MobiHealthNews: We’re seeing tons of money being invested into the digital health space. Do you think that’s sustainable, or is it a bit of a bubble? What do you think’s going on in terms of this and the huge valuations too?
Micca: I get that question a lot. I’m not a banker, I’m not an economist. I can’t predict the [future] macro and micro economic environment. What I will say, though, is that the demand for digital healthcare solutions in healthcare was brought to life in a very significant way by COVID. It became evident and clear to the average American the importance of healthcare technology in a way that we couldn’t have imagined.
You see it in telehealth, where in a very short period of time, there are now a very small group of public telehealth companies that have all merged or consolidated or done a transaction in a time horizon that for other industries takes years to consolidate. And so in our experience, in healthcare, when the consumer, or the insured, becomes evident of a trend, it accelerates the environment because ultimately the consumer is paying more and more, [and] is contributing more and more to the increase in healthcare costs.

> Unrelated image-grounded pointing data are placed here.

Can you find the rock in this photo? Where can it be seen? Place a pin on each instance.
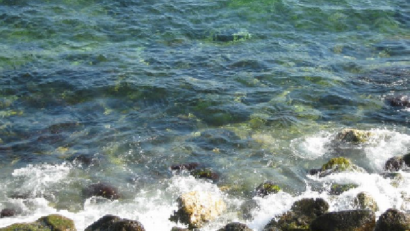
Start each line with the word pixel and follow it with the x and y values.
pixel 7 212
pixel 339 164
pixel 267 188
pixel 302 213
pixel 394 164
pixel 406 159
pixel 114 223
pixel 205 173
pixel 47 223
pixel 351 220
pixel 365 201
pixel 231 35
pixel 235 226
pixel 186 166
pixel 247 207
pixel 353 136
pixel 196 208
pixel 179 229
pixel 393 220
pixel 103 190
pixel 338 189
pixel 399 101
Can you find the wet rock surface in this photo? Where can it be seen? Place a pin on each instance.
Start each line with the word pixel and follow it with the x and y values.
pixel 364 200
pixel 337 189
pixel 7 212
pixel 353 136
pixel 114 223
pixel 393 220
pixel 267 188
pixel 47 223
pixel 235 226
pixel 102 190
pixel 196 208
pixel 351 220
pixel 300 216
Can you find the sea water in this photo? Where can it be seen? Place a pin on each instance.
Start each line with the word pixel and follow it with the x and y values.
pixel 119 91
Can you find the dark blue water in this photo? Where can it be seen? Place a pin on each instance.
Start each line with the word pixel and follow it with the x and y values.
pixel 132 87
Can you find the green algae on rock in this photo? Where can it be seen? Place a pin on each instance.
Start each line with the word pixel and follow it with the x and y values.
pixel 337 189
pixel 354 136
pixel 267 188
pixel 52 222
pixel 364 201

MobiHealthNews: Yeah, I’d like to talk about … that trend of consumerization [in] healthcare. There’s a lot of plans where patients are paying out more, what does that do in terms of changing the consumer or the patient’s expectations?
Micca: The more educated the consumer base, the more information and data that they have, and the more it becomes ubiquitous in the economy, the higher the expectations. Healthcare is one of the few industries where we’re constantly generating a new supply of healthcare. … As complex as healthcare is, it’s really about two simple things: how much healthcare do you want? And who’s going to pay for it?
The answer to the first one is, I want whatever you have. So if you’re creating more of it, then I want more of it. We shouldn’t be surprised if the unit cost of healthcare in that environment goes up. … And then the second question of who’s going to pay for it, the average consumer in America would say, well, not me, because I’ve already paid for it when I paid my insurance premium. …
So in that ecosystem, in that environment, the cost keeps going up, which is why healthcare inflation is outpacing most other sectors. And so the only true solution is technology, and the consumer taking a larger responsibility for their own healthcare through their behavior patterns. And that is the toughest part.
MobiHealthNews: In terms of Medicare Advantage, where the onus is on the provider, do you think that’s going to incentivize providers to adopt [digital tools] in a way that perhaps they [hadn’t before]?
Micca: There were two barriers to telehealth before COVID. One was the regulatory environment around how physicians get credentials across state boundaries and borders and the like, and the other one was reimbursement for Medicare participants. If you are a physician, were you reimbursed at the same amount for a telehealth visit as in-person? Historically the answer was no. COVID at least temporarily kind of leveled the playing field, at least with respect to reimbursement, and allowed for the consumer to at least make a demand decision, not taking into consideration cost, because it wasn’t a factor.
Over time, I think the decisions we make from a regulatory perspective and the reimbursement mechanisms and incentives we apply not only for telehealth, for the adoption of all new health technologies, will largely drive the consumer adoption of those new technologies and services because we have a third-party payer system.
There are companies that just have direct-to-consumer solutions that are paid out of pocket. And although that gets into the determination of the total cost to healthcare, it’s largely from the third-party payer system.
MobiHealthNews: Is there anything I haven’t asked you, or any other topics that you think aren’t being written about or discussed that maybe should be?
Micca: I keep going back to how much do you want? Who’s going to pay for it? The problem is everyone wants everything, but no one wants to pay for it.